Figure 5: Structure light image (a) and range image captured (b) by L. Zhang’s system. [25]
A geometry-driven approach proposed by Zhang et al. [27] synthesizes facial expression through the relation between positions of specific feature points and expressions. They utilized a vector space based on captured expression prototypes.
Then with new positions of feature points input by users, a new 2D expression can be synthesized by solving an optimization problem in this vector space. We adapt their approach to extract expression details in normal map form (details will be introduced in other chapters later).
The blendshape (shape interpolation) method is a popular approach to computer animation (ex. the “Gollum” model in movie “Lord of the Rings”). However the cost of blendshape face animation is considerable. Therefore, Deng et al. [6] propose an approach to save production time. Their research is a semi-automatic technique to directly animate popularized 3D blendshape face models by mapping facial motion
capture data spaces to 3D blendshape faces paces. They defined reference mocap-video pairs with motions of human subjects and corresponding video frames.
Then, they manually tune the blendshape weights to match each reference mocap-video pairs. Finally the blendshape weights to any new facial motion capture frame can be derived from manual-tuned weights and corresponding reference mocap-video pairs. The system can save the time of manually tuning blendshape weights.
Figure 6: The overview of Deng’s blendshape animating system [6].
In addition to facial details due to different expressions, Golovinskiy et al [11].
develop a statistical model for synthesizing detailed facial geometry due to aging.
They acquire high-resolution face geometry of people across a wide range of ages, genders, and races. For each scan, they separate the skin surface details from a smooth base mesh using displaced subdivision surfaces. Then, they analyze the resulting displacement maps using the texture analysis/ synthesis framework of Heeger and Bergen, adapted to capture statistics that vary spatially across a face. Finally, they use the extracted statistics to synthesize plausible details on face meshes of arbitrary subjects.

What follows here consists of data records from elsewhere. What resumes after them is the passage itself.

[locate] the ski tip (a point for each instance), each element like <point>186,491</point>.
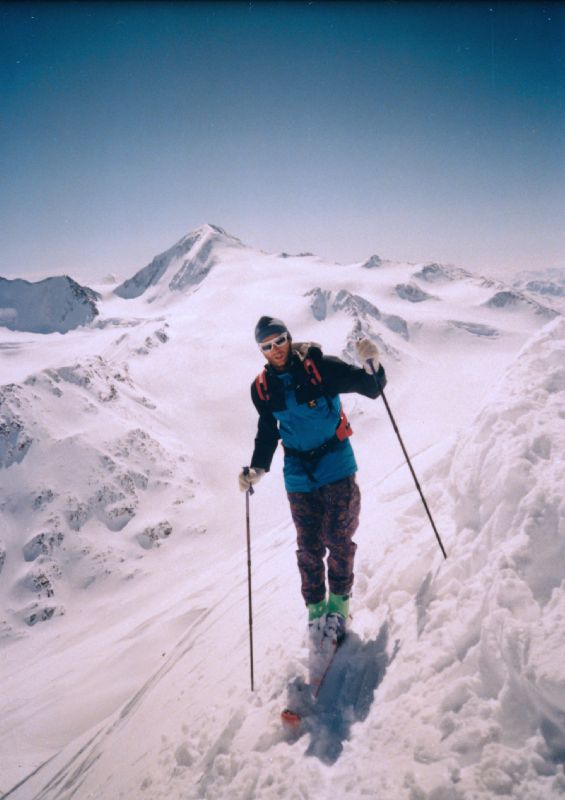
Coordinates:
<point>290,718</point>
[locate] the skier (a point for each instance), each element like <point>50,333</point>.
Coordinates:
<point>297,398</point>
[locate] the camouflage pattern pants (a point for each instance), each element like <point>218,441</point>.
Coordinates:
<point>326,519</point>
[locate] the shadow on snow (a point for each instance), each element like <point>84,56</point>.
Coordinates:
<point>346,695</point>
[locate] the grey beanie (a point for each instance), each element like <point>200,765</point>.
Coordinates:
<point>267,326</point>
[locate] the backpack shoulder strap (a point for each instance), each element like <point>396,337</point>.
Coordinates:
<point>262,386</point>
<point>312,371</point>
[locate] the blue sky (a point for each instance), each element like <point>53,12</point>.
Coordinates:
<point>418,131</point>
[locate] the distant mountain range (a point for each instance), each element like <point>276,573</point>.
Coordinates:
<point>60,304</point>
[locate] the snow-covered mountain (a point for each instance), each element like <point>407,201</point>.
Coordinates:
<point>123,605</point>
<point>183,265</point>
<point>52,305</point>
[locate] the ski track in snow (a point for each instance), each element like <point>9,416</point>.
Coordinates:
<point>450,686</point>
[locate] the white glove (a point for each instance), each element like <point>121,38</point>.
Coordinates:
<point>368,354</point>
<point>250,476</point>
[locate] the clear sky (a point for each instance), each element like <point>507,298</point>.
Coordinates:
<point>417,131</point>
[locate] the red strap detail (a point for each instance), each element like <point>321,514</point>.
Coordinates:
<point>344,429</point>
<point>261,386</point>
<point>313,372</point>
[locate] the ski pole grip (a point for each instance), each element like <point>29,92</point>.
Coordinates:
<point>251,490</point>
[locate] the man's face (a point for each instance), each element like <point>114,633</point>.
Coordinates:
<point>278,354</point>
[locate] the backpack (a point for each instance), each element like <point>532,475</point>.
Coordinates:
<point>343,430</point>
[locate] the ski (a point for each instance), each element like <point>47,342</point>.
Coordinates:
<point>322,650</point>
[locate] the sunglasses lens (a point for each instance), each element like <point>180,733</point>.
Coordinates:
<point>279,341</point>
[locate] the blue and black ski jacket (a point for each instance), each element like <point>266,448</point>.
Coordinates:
<point>305,414</point>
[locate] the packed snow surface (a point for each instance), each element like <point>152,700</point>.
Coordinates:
<point>52,305</point>
<point>123,568</point>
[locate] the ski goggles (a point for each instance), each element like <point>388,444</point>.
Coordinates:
<point>278,342</point>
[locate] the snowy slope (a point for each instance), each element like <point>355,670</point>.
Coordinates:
<point>123,579</point>
<point>48,306</point>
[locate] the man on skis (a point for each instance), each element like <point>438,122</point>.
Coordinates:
<point>297,398</point>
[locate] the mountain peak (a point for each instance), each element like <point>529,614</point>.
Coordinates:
<point>185,264</point>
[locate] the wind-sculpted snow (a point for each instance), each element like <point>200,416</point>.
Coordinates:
<point>325,303</point>
<point>476,328</point>
<point>511,299</point>
<point>440,273</point>
<point>412,293</point>
<point>15,441</point>
<point>373,262</point>
<point>52,305</point>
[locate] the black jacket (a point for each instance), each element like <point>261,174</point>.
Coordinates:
<point>337,378</point>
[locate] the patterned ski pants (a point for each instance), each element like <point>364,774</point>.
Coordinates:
<point>326,519</point>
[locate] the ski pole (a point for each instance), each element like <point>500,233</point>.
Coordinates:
<point>418,487</point>
<point>248,493</point>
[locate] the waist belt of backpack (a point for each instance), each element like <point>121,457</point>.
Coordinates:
<point>316,453</point>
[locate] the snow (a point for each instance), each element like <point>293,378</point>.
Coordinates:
<point>123,582</point>
<point>52,305</point>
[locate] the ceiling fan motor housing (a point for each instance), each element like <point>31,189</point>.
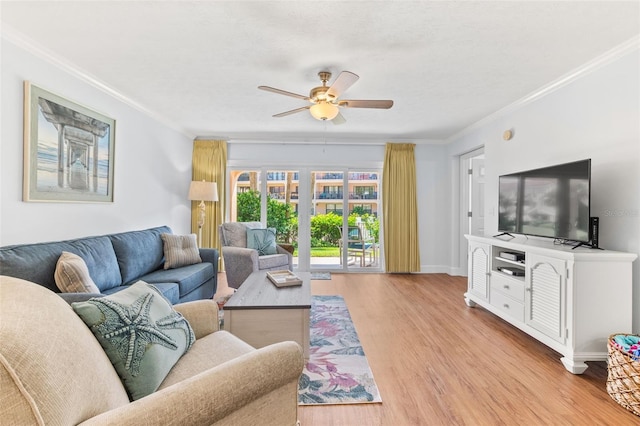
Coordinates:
<point>318,94</point>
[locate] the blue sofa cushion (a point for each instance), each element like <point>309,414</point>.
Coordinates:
<point>37,262</point>
<point>168,290</point>
<point>139,252</point>
<point>188,277</point>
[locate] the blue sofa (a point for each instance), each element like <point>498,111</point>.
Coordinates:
<point>114,262</point>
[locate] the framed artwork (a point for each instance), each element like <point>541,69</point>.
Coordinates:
<point>68,150</point>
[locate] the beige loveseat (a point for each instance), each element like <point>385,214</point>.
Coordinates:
<point>53,371</point>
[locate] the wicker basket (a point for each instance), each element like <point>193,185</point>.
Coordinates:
<point>623,380</point>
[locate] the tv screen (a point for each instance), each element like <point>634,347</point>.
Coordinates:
<point>549,202</point>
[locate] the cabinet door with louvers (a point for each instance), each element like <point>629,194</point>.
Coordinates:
<point>479,269</point>
<point>545,296</point>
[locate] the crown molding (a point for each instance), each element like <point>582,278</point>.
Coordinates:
<point>577,73</point>
<point>21,41</point>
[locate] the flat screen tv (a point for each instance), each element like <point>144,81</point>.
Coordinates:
<point>549,202</point>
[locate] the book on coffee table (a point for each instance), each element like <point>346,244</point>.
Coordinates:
<point>284,278</point>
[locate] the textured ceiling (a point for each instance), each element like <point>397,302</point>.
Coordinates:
<point>445,64</point>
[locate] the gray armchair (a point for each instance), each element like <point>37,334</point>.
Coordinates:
<point>240,261</point>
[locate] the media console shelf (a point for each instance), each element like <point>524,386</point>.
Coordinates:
<point>570,300</point>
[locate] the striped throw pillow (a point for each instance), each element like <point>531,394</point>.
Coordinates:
<point>180,250</point>
<point>72,275</point>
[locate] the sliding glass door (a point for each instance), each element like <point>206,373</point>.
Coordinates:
<point>328,218</point>
<point>272,201</point>
<point>344,222</point>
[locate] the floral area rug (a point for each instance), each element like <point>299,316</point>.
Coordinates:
<point>337,371</point>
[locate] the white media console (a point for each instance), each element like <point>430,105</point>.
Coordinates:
<point>569,299</point>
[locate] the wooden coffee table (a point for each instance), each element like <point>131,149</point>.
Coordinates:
<point>261,313</point>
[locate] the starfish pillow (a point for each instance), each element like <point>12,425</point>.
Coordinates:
<point>140,332</point>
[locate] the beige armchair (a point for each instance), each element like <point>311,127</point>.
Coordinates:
<point>240,261</point>
<point>53,371</point>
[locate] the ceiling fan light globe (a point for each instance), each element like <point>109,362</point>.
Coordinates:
<point>324,111</point>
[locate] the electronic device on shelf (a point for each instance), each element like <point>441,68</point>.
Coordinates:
<point>512,255</point>
<point>511,271</point>
<point>549,202</point>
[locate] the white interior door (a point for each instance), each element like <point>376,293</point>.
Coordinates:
<point>477,196</point>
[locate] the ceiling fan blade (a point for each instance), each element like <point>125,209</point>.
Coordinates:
<point>283,92</point>
<point>293,111</point>
<point>342,83</point>
<point>382,104</point>
<point>339,119</point>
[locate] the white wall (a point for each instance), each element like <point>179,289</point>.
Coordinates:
<point>152,163</point>
<point>596,116</point>
<point>432,174</point>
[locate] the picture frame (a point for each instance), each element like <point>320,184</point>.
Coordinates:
<point>68,150</point>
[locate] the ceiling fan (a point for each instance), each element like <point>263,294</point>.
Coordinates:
<point>325,104</point>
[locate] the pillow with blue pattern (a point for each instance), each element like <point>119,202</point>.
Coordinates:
<point>140,332</point>
<point>263,240</point>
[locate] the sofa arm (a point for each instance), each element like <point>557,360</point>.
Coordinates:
<point>202,316</point>
<point>211,396</point>
<point>211,256</point>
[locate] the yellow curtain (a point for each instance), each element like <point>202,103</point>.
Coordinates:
<point>400,209</point>
<point>210,164</point>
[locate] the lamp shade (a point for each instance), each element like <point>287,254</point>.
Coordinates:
<point>324,111</point>
<point>203,191</point>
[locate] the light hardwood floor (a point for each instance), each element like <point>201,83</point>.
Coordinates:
<point>438,362</point>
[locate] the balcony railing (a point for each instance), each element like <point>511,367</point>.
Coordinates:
<point>365,196</point>
<point>329,195</point>
<point>351,176</point>
<point>282,195</point>
<point>338,196</point>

Figure 7: Synthesis of facial detail by Golovinskiy et al [11]. (a) low-resolution mesh obtained from a commercial scanner. (b) synthesize detail on (a) using statistics extracted from high-resolution meshes in their database. (c) age the face by adjusting the statistics to match those of an elderly man.
In addition to facial animation, our research is related to extract the surface variation from images. Here, we introduce some research related to extract surface variation. Horn et al. [13] proposed that the surface normals can be recovered from the intensity variations of an image. He took an optimization method that iteratively minimized errors. Fang et al. [8] adapted Horn’s approach. They simply utilize Lambertian reflection model to extract the normal map from single image. Their approach spends less time and doesn’t need expensive equipment.